Seriously, though, he was around all the time. He’d also reminded me several times that I was not. Hmm.
Jillian and Benjamin were leaving Italy and heading to Prague, planning on spending a few days in the city and then exploring the Czech countryside. I marveled over the pictures she e-mailed me, letting her tell me all about the amazing time she was having with her husband. She was relaxed in a way I hadn’t seen her in years, and she was sure to tell me how much she appreciated her “office dynamo” handling everything so that she could take this time with her new husband. It was weird hearing her refer to Benjamin as her husband; they’d been engaged for so long he’d been her fiancé the entire time I’d known her.

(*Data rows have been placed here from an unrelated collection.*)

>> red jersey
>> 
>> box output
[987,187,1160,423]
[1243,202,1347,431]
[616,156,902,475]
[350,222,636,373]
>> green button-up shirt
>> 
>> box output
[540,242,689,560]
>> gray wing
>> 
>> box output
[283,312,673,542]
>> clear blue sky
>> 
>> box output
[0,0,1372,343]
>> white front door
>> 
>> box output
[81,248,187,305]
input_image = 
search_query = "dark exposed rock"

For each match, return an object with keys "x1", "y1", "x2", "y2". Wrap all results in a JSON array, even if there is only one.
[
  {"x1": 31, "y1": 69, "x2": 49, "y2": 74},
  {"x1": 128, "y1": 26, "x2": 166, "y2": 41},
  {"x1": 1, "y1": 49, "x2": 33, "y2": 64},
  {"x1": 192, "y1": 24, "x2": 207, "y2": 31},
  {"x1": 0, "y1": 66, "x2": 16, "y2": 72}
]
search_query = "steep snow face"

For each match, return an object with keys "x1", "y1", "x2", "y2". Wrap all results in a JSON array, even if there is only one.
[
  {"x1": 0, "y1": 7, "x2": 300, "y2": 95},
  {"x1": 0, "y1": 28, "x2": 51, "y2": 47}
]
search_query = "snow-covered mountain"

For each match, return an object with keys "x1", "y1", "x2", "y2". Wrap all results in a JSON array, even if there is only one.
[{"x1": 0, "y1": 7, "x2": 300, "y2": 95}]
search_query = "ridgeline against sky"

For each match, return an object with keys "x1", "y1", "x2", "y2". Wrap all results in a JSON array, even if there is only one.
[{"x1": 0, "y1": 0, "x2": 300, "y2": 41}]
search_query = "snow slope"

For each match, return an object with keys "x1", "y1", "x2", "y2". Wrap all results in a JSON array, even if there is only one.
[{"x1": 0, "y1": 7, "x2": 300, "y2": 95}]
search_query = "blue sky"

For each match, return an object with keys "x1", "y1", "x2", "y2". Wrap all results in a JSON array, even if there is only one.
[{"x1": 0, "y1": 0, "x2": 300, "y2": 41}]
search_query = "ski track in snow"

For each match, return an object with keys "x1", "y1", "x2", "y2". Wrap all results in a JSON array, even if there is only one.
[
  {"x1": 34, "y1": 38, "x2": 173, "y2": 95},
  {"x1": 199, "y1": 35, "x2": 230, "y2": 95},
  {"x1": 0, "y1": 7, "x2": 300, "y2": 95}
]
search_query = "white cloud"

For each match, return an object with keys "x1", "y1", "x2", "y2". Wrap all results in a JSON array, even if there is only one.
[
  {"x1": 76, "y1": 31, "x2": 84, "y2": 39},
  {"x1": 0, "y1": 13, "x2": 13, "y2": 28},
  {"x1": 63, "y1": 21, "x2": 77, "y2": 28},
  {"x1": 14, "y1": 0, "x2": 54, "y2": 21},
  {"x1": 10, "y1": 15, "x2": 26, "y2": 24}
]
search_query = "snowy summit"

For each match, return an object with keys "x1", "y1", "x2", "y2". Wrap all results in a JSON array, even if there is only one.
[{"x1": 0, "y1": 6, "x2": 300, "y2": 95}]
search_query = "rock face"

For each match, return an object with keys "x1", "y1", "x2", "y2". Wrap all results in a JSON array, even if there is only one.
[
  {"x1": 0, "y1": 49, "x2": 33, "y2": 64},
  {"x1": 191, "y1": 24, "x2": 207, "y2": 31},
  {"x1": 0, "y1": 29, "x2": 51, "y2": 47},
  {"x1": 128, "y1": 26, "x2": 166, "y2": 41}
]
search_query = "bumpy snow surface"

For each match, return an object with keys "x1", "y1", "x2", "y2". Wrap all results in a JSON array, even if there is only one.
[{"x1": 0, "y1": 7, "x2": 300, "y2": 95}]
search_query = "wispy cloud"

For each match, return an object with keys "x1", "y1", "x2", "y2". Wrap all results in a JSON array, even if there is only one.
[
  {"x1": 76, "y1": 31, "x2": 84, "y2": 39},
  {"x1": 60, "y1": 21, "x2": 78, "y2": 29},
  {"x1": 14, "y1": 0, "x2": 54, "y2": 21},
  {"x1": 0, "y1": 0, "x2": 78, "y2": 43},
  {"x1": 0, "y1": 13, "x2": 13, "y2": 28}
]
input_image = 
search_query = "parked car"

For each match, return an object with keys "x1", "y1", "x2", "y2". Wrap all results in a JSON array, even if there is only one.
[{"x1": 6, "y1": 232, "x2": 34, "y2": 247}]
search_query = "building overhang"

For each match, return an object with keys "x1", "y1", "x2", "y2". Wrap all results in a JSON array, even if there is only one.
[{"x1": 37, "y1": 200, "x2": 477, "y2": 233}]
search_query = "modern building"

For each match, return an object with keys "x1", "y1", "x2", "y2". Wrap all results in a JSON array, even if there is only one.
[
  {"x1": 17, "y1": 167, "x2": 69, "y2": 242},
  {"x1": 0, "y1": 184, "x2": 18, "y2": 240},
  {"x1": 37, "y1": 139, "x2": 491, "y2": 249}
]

I’d asked her once what made them finally decide to go ahead and set a date. We’d been sitting in the conference room, sampling cakes the baker had brought by one morning, trying to decide which one would be the wedding cake. I caught her looking down at her ring, smiling a secretive smile, and I asked her.
“I don’t know. One day I just looked at him and knew I was ready to be his wife. I’d built my business, I’d accomplished all of the goals I’d set in my twenties and a bunch I’d set in my thirties, and it just felt like the right time.” She grinned, pulling the chocolate buttercream with raspberry filling back toward her for another taste. I had a feeling this one was going to be the winner. It was. “Plus, have you seen his ass? Oh, look who I’m asking, the president of the Benjamin Fan Club,” she joked.
“I’ll have you know I won that election fair and square. It’s not my fault Mimi and Sophia didn’t know we were voting that day. Fair and square,” I explained.
Speaking of my friends, all was quiet on the Sophia and Neil front. They hadn’t seen each other since Game Night, and Mimi was planning to try again before Christmas—something I was trying to talk her out of. But when she invited them both to her Christmas party, neither one tried to get out of it. In fact, they both seemed to be looking forward to it. Who knew who they’d bring this time? They both continued to date, and often, but it rarely went beyond to a second date.
Color me surprised.
In order to jet off to Philadelphia for an entire weekend in the middle of one of my busiest seasons, I worked practically round the clock, evenings, and Saturdays to clear my schedule enough so that I could leave everything behind and just be with Simon. It was never a question of not going; there was no way on earth I was going to let him do this alone.